Stocks tumbled in late trading today, and the S&P 500 Index (^GSPC -0.01%) was no exception. Cratering 23 points, or 1.4% today to close at 1,630, the S&P was still able to eke out gains in May, registering a seventh-straight month of advances, the longest winning streak since markets started rebounding in 2009. Today's broad market declines, however, were still outdone by the severe drops in today's three laggards.

Filtration systems producer Pall (NYSE: PLL) leads off today's list, having slumped 5.1%. The company reported quarterly results after the markets closed yesterday, and investors were underwhelmed. Sales didn't live up to expectations, although earnings actually beat estimates. The company's outlook really stung shares: Pall said that European expansion was going well, while operations in China were sluggish. Apart from that being the inverse version of what Wall Street wanted to hear, the company also lowered guidance for the fiscal year.
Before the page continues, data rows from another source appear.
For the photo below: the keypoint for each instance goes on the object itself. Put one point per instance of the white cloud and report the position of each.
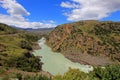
(16, 16)
(90, 9)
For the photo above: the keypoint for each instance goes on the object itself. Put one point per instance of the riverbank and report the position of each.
(87, 59)
(55, 63)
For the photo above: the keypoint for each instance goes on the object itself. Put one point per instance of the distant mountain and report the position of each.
(89, 42)
(16, 47)
(39, 30)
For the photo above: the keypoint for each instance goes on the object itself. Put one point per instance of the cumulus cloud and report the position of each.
(16, 13)
(90, 9)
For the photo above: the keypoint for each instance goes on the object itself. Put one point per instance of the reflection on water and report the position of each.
(56, 63)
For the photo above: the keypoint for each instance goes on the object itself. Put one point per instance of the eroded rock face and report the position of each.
(87, 37)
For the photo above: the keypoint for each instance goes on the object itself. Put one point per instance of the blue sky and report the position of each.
(50, 13)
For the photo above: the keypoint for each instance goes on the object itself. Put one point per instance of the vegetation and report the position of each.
(107, 73)
(16, 47)
(20, 76)
(87, 37)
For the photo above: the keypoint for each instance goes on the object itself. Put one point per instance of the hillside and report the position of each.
(89, 42)
(16, 47)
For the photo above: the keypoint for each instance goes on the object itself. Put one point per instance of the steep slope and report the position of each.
(16, 47)
(91, 42)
Shares in SAIC (NYSE: SAI) fell 4.9% Friday, the last full day of trading before Monday's quarterly report. Shareholders panicked today ahead of the announcement; analysts are calling for earnings to slide nearly 25% from year-ago levels, while revenue is projected to fall by 7%. However, it appears today's fall has more to do with the broad sell-off on Wall Street than the company itself; shares were up more than 3% after hours.

Lastly, biotech Amgen (AMGN 0.29%) slipped 4.5% today, as the health-care sector ended as the worst performing area of the markets Friday. As fellow Fool contributor Maxx Chatsko points out, Amgen is due to be coming up against competition from generic drugs in upcoming years for some of its most successful products as the remedies come off patent.